Re-reading William Sleator; or, We’re All Living in a Steel Playhouse Where Time Speeds Up


I just reread, for the first time since I was a teenager, one of my favorite young adult novels: Singularity, by William Sleator. I didn’t remember the monster plot, or the neighbor girl who befriends the twin-brother protagonists: Harry and Barry. What I vividly remembered was the brothers’ discovery of a playhouse where time speeds up, and Harry’s decision to deliberately age himself a year by staying in the playhouse overnight.

After I finished the book in bed, I had my most vivid dream in months. I was visiting the house where I spent my adolescence — a house that now, in real life, is owned and has been significantly renovated by my sister and her family.

My nieces were there in my dream, but I couldn’t remember their names and kept confusing them with my sisters. The entire street the house is on had been replaced by a long ridge of infill, with houses and churches relocated to the ridge so they towered over my family’s house.
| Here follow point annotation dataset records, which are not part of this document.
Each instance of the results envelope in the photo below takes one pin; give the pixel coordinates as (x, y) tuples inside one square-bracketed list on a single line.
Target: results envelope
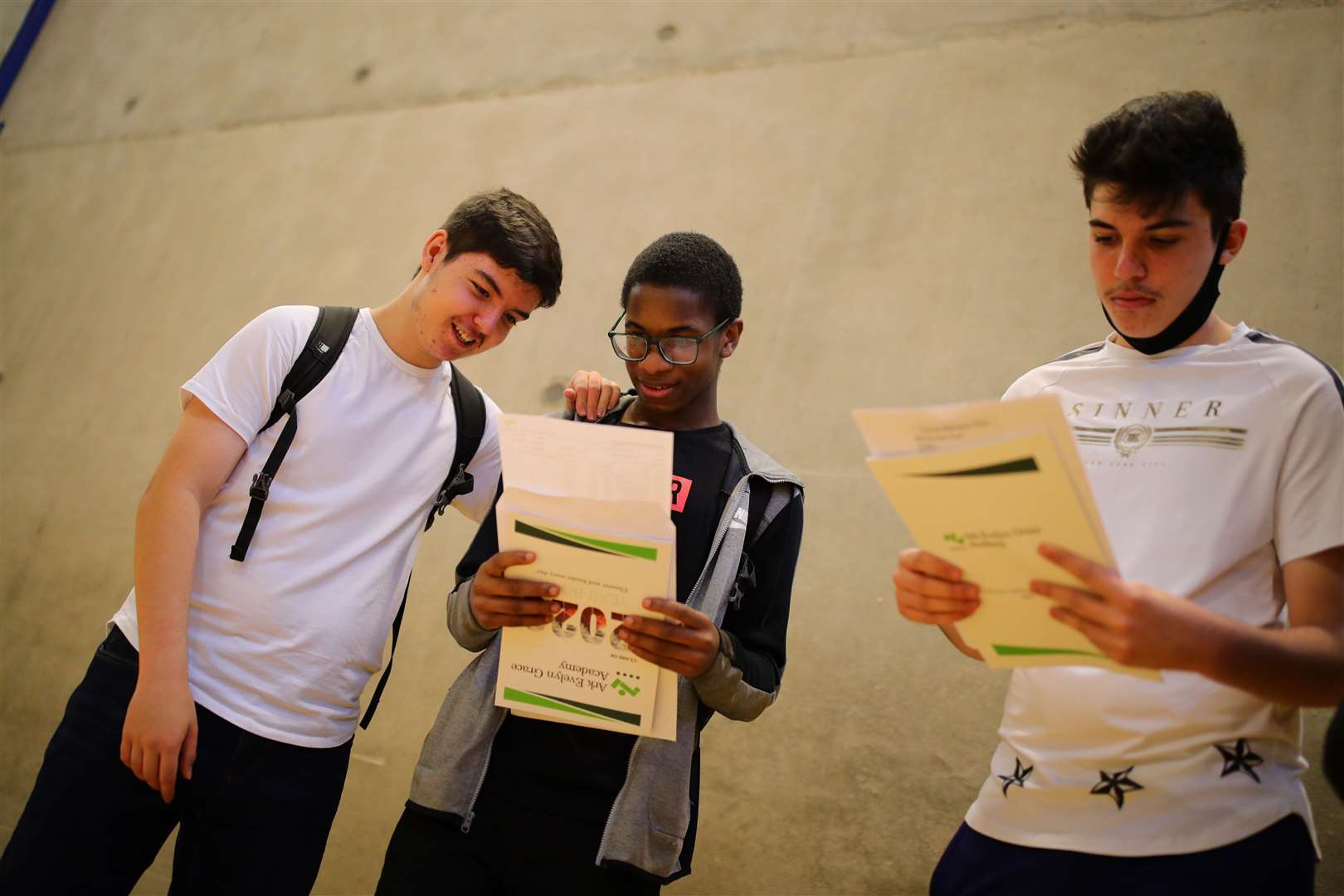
[(981, 485), (608, 542)]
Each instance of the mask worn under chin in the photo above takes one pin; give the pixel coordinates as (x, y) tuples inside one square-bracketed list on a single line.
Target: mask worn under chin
[(1191, 319)]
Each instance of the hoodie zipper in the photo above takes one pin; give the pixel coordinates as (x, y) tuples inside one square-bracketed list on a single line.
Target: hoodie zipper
[(470, 807), (611, 816), (639, 742)]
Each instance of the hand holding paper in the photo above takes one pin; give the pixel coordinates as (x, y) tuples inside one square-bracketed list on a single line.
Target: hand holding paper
[(1133, 624), (499, 601), (686, 642), (980, 486)]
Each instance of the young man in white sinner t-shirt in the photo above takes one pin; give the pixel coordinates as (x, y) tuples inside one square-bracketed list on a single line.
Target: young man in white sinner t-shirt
[(1215, 457), (231, 689)]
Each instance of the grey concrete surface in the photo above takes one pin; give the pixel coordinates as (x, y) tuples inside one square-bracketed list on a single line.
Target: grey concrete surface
[(891, 178)]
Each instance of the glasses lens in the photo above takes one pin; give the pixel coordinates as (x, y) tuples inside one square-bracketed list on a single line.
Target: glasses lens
[(628, 347), (679, 349)]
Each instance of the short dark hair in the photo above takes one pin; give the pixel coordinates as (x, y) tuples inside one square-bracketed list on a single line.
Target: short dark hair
[(514, 232), (1155, 149), (694, 262)]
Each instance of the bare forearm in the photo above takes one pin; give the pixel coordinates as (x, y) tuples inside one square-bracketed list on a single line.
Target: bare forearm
[(167, 531), (1301, 665)]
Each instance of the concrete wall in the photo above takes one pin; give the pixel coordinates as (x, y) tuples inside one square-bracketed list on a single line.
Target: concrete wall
[(891, 178)]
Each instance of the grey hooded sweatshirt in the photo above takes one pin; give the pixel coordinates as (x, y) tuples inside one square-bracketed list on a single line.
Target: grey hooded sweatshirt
[(650, 816)]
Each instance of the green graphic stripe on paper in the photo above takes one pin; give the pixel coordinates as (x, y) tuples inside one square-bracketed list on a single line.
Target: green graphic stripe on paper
[(1012, 650), (523, 528), (585, 709), (559, 536), (1023, 465)]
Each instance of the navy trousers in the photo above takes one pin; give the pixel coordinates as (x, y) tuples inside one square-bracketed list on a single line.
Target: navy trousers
[(254, 817), (1278, 860)]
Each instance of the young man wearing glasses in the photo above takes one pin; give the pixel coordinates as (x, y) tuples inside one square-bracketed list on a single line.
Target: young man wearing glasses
[(503, 804), (1214, 453)]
At first I accepted this as natural, and then I realized with a shock that there was supposed to be a street there. Then, I realized that I’d slept through an entire work day and missed a bunch of meetings — and I couldn’t even check my phone to see what people were trying to say to me, because it was cracked, like a clock in the book that the brothers set in the playhouse doorway until it accelerates to the breaking point. Finally, in my dream, I was overwhelmed and just burst into tears.

When I woke up, I thought about the fact that when I’d last read Singularity, I’d been on the brink of adulthood, the age when you’re eager to be just a few years older. That’s why the book’s plot rang so true. Now, I reflected, I’m just on the other side of the things. At 43, I’m the age when you’d gladly twist back the clock to be just a few years younger.
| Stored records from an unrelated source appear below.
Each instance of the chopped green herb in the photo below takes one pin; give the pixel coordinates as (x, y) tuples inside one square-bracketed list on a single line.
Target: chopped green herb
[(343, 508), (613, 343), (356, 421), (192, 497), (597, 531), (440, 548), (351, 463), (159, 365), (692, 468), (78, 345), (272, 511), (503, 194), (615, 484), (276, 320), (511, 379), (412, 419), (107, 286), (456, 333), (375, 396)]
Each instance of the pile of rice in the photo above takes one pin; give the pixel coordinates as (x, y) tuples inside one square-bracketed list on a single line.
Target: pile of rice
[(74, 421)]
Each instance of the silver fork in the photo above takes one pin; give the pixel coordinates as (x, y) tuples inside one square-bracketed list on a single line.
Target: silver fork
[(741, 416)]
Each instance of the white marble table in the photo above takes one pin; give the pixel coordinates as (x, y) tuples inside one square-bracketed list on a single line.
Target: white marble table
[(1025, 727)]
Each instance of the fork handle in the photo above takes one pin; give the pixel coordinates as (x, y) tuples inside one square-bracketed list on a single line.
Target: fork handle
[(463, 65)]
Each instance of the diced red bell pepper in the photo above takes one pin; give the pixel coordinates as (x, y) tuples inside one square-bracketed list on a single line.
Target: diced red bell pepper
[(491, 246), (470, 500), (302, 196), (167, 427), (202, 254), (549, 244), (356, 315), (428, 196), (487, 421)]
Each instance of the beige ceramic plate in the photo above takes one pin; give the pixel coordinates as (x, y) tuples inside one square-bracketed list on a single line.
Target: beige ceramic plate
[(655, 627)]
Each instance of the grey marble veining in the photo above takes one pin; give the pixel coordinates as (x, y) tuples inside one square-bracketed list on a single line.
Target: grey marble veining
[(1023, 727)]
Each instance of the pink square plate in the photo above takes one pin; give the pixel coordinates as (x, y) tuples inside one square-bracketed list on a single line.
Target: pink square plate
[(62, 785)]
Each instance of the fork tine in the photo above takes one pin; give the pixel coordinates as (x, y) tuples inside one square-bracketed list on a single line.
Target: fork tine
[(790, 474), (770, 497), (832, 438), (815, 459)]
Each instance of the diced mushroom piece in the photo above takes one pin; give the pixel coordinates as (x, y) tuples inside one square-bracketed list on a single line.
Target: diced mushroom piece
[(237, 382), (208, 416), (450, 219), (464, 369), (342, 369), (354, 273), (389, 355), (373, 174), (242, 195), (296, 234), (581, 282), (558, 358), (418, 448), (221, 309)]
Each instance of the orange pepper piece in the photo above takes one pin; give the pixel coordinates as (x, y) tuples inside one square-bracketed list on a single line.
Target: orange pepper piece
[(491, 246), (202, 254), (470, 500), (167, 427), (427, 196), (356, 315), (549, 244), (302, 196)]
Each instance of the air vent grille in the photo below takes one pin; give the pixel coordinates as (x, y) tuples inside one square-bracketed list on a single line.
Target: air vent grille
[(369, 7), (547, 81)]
I’m not normally one to dwell on the passage of time, but this year the subject has been hard to avoid. I’ve been going through my boxes of stuff saved from childhood — documenting, disposing, displaying. Then there’s the suggestion that time is passing on a species scale, with floods and famines caused by climate change that the U.S. administration seems determined to accelerate. The Predator is a terrible movie, but it’s also the first movie I’ve seen to treat the imminent extinction of the human race (due to global warming, not Predators) as an accepted fact. It’s not even the central point of the plot, it’s just mentioned almost offhandedly as a possible factor in the motivations of extraterrestrial beings.

In Singularity, Harry has to muster the discipline required to stay in a steel shack for 12 months. He spends the year reading classics like Moby-Dick and Anna Karenina, and ultimately he vanquishes time not by science-fictional means but in a manner that Melville and Tolstoy would recognize: self-mastery. Even when you can’t control the time that’s given to you, you can control what you do with it. “Strangely enough,” thinks Harry about developing a daily routine, “it made me feel free in a way I had never experienced before.”
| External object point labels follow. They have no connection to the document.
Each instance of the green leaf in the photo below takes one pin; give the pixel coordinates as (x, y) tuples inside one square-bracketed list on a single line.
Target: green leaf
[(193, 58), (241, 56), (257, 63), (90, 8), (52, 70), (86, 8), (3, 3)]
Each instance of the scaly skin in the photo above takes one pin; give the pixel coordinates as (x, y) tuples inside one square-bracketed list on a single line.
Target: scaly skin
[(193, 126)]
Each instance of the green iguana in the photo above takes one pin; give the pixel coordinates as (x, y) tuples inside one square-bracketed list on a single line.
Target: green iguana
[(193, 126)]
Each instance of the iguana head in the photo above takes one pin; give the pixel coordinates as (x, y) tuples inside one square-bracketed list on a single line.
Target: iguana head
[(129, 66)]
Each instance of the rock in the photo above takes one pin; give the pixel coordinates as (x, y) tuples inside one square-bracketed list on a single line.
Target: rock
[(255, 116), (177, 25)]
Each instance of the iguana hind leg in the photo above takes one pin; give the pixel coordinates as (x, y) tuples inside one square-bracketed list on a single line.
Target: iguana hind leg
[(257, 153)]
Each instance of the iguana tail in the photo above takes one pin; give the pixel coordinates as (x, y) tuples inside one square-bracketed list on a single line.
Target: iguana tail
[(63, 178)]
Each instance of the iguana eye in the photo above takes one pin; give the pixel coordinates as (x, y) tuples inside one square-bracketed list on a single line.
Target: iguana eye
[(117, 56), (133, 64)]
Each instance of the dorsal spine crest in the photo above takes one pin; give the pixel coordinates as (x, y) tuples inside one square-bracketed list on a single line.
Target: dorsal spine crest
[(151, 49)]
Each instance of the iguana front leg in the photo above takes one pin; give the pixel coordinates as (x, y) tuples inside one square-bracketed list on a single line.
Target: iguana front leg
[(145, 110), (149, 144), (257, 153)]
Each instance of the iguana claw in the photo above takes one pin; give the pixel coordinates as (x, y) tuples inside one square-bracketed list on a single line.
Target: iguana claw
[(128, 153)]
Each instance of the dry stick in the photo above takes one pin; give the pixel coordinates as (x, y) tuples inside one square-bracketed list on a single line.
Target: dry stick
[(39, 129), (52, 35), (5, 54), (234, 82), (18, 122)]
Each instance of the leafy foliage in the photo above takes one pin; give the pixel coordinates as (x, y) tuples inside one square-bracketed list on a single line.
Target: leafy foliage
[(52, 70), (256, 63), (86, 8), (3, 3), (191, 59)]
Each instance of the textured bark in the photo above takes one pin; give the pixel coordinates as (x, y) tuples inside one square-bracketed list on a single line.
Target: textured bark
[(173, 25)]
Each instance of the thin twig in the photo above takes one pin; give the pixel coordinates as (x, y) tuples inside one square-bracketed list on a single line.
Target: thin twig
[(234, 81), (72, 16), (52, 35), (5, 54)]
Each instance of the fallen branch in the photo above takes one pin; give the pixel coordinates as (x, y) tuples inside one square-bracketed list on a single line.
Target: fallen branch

When Barry sees his newly mature brother, he reacts the way I reacted, in my dream, to my profoundly changed surroundings: he cries. “He had never,” reflects Harry, “exposed so much emotion to me, so much vulnerability.” Being confronted with the reality of time passing will do that to you. For his part, Harry doesn’t cry until later, when he realizes how much he means to his brother, and how wonderful it is to be living your life at the right speed.